As I leave my home early each morning, headed toward my job in Washington, I often see neighbors who are waiting for the buses that will carry them to work. When I have a few moments to spare, I stop, and we talk about their lives.
These neighbors seldom complain. All too often, however, there is something haunted and searching in their eyes. They are desperately searching for a way to pay for the food, housing, health care, and better education that their families need.
Along with the other 30 million Americans who work hard every day -- but are losing ground -- the promise that hard work will bring my neighbors economic security is being challenged, all too often, by harsh reality.
Economists call them America's "working poor." Caught between high prices and low wages, they often work two or even three jobs because their employment does not pay them enough to cover the basic necessities that their families need.
A deep chasm has been torn in the social fabric of American society, a rendering of our national character revealed in the recent PBS documentary, "Waging a Living."
The film tells the stories of some everyday American heroes: Jean Reynolds, who must care for a daughter with cancer; Jerry Longoria and the trials that he has faced after losing his job as a security guard; Barbara Brooks and her fight with the very government agencies that were created to help Americans in her circumstances, and Mary Venittelli, whose divorce threatened to throw her children into poverty.
When hard-working people are working two or even three jobs just to keep food on the family table -- and still cannot afford the decent housing and health insurance that their families need -- there is something desperately wrong.
As a nation, we must ask ourselves whether we still value the power and promise of hard work.
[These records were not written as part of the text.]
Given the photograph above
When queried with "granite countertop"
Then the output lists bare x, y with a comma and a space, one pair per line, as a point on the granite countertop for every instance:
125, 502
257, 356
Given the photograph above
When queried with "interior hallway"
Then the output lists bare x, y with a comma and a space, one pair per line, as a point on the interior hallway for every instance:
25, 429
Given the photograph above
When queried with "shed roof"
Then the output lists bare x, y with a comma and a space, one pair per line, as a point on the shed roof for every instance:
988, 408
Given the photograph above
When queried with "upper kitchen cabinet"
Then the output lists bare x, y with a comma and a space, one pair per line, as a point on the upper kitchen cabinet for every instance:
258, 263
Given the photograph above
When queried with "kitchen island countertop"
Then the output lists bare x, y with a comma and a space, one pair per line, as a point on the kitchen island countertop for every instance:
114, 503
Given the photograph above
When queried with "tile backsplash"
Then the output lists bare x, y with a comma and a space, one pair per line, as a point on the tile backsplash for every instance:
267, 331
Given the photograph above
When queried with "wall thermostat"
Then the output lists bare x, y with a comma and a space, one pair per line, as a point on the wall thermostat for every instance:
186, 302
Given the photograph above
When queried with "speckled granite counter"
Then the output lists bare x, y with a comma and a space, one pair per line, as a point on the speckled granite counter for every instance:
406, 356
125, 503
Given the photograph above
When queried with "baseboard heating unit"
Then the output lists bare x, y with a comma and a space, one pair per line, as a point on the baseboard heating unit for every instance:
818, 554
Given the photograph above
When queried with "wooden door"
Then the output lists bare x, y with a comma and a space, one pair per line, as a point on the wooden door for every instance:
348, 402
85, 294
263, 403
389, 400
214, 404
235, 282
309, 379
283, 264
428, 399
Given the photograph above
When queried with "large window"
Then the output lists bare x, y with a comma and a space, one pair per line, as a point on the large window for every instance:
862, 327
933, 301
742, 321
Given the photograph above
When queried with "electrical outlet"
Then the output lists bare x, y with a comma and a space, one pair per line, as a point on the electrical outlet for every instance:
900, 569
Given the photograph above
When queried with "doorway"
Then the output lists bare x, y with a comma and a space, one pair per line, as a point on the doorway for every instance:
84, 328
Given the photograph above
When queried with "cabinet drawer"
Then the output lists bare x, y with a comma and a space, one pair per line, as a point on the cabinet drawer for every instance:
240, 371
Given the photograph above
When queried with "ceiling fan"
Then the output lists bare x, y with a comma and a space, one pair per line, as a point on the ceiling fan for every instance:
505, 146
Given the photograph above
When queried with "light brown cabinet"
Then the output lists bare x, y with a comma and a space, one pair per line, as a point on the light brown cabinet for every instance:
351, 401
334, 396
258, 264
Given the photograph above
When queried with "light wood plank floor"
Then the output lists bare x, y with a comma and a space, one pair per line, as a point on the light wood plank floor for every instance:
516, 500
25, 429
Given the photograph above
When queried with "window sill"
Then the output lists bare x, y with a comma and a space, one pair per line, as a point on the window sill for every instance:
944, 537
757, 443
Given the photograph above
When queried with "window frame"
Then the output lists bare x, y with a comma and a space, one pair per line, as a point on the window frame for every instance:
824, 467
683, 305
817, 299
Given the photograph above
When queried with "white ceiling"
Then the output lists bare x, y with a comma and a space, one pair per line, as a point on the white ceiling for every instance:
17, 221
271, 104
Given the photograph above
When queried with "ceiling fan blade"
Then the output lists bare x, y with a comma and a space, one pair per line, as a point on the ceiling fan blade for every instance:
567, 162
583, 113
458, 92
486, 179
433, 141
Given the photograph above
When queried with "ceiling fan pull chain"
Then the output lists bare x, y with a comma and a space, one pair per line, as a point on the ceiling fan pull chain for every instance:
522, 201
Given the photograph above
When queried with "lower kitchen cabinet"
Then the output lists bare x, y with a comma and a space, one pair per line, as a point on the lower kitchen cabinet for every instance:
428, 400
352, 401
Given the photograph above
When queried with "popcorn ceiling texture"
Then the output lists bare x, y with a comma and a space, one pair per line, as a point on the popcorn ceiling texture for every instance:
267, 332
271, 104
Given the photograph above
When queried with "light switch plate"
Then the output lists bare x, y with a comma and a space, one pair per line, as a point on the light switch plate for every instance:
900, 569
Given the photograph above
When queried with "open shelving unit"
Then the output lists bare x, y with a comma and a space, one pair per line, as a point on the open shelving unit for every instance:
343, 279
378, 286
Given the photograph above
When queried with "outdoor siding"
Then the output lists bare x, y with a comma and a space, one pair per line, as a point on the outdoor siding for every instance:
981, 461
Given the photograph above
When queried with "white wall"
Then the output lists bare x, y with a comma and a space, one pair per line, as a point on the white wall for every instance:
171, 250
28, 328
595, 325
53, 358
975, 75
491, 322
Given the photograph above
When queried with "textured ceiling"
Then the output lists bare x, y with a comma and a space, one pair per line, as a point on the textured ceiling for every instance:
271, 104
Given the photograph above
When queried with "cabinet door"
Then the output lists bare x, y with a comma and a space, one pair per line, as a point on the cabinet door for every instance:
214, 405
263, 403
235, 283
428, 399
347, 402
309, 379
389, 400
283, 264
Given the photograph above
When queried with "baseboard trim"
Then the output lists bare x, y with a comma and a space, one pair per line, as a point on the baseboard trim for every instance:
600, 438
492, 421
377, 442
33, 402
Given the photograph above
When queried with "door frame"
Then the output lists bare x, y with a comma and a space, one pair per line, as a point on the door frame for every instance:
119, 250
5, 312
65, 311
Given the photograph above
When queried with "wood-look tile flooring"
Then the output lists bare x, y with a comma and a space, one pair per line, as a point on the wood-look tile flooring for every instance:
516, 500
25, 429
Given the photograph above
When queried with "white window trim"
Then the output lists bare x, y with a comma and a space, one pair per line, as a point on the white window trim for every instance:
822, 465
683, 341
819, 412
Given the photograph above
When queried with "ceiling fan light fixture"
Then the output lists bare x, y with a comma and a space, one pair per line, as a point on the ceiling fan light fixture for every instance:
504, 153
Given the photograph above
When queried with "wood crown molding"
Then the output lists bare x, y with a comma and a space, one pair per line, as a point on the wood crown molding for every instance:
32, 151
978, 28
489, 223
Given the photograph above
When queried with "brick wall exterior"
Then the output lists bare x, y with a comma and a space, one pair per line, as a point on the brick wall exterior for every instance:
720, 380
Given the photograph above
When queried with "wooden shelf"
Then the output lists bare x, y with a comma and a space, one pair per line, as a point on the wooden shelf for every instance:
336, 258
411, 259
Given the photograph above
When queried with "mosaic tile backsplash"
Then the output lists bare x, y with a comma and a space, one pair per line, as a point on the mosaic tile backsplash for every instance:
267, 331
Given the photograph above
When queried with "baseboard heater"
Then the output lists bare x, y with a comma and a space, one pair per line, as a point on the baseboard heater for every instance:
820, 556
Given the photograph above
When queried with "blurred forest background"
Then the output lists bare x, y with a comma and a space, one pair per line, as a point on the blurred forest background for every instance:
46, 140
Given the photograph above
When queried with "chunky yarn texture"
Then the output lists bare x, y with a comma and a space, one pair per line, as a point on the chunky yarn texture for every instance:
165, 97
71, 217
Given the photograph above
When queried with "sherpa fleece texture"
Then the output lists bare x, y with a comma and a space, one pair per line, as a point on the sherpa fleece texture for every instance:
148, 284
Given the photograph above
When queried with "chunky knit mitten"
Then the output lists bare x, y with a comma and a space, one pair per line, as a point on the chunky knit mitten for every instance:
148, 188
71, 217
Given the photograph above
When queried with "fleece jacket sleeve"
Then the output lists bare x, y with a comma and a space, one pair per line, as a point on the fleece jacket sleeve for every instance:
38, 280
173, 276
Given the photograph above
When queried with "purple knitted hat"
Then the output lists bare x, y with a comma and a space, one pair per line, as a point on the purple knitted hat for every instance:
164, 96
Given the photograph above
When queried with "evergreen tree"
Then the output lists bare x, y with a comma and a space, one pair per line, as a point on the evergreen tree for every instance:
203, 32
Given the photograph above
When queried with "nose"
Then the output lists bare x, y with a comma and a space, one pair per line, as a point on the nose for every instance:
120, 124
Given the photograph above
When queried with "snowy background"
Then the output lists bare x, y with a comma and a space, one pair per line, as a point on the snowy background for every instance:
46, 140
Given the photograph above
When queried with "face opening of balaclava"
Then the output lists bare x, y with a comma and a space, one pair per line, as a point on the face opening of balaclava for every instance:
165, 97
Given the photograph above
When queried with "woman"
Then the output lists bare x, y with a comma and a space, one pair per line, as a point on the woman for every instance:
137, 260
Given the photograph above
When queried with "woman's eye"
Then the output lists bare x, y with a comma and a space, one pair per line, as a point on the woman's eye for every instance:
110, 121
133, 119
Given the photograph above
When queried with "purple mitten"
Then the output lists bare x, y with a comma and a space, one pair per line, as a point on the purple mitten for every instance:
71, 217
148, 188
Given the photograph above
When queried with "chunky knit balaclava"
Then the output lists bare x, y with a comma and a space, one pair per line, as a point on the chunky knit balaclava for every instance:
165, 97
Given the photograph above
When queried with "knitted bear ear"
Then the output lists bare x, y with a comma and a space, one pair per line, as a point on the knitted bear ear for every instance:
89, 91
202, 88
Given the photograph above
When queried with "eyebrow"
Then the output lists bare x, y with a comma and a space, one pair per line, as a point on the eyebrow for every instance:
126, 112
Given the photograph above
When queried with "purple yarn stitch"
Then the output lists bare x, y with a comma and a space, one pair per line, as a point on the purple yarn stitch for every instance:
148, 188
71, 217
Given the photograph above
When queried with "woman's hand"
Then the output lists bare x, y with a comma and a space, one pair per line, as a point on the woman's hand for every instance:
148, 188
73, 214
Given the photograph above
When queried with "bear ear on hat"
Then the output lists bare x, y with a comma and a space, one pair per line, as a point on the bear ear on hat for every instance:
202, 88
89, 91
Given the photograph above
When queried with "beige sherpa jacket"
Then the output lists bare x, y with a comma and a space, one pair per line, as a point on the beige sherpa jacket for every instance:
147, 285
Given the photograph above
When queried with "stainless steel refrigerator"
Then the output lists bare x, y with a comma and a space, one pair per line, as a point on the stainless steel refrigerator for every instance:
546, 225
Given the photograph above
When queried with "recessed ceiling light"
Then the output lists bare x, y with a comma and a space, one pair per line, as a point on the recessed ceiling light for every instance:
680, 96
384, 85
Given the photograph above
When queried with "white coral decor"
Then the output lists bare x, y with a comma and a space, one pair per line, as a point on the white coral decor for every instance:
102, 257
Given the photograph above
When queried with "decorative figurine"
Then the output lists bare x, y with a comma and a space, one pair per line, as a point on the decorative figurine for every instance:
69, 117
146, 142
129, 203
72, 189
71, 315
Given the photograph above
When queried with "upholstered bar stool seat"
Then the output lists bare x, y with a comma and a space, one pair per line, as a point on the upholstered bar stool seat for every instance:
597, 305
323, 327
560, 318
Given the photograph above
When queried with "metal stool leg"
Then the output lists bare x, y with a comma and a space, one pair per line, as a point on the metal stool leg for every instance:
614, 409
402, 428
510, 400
Will the social contract that has kept Americans united and moving forward since the time of the Great Depression and the New Deal be honored in the years to come?
I recognize that the answers to a number of these challenges do not rest solely in the sphere of government. For example, faith-based organizations are playing a significant role in encouraging greater commitment by parents to the support of their children.
Still, in this election year, we do well to focus our national attention upon those aspects of "Waging a Living" that require more far-sighted and effective public policies.
During the last six years, the growing disparities in American wages and the deepening shortage of well-paying jobs that offer workers health care and pension guarantees have been ignored by the Bush administration and its Republican allies in the Congress.
House Republicans have fought our efforts to increase the minimum wage since 1997 -- when the actual debate should be about how best to assure a true living wage for all working families.
Congressional Republicans have short-changed the job training, childcare, housing assistance and other public investments that could make a positive difference in so many American lives.
These failings are not only amoral. They are unwise.
As the respected economist Jared Bernstein, has observed, "One of the key lessons we learned from welfare reform ... is that if you have a generous set of work supports that helps smooth and facilitate the path from poverty into work and if you raise that path with [policies that enhance workers' skill levels], most people will respond, and most people's living standards will rise."
The time for a principled, practical and focused national conversation about the value that this nation is willing to place on hard work is long overdue. America needs a serious debate about our commitment to creating good jobs that pay a living wage and offer benefits, about universal access to high quality health care and affordable housing. I am convinced that most Americans are ready for this conversation.
As the late Sen. Paul Wellstone once counseled, "People yearn for a 'politics of the center' -- not for 'the center' so widely discussed by politicians and pundits in Washington -- but rather a politics that speaks to the center of people's lives: affordable child care, good education for children, health security, living-wage jobs that will support families, respect for the environment and human rights, and clean elections and clean campaigns."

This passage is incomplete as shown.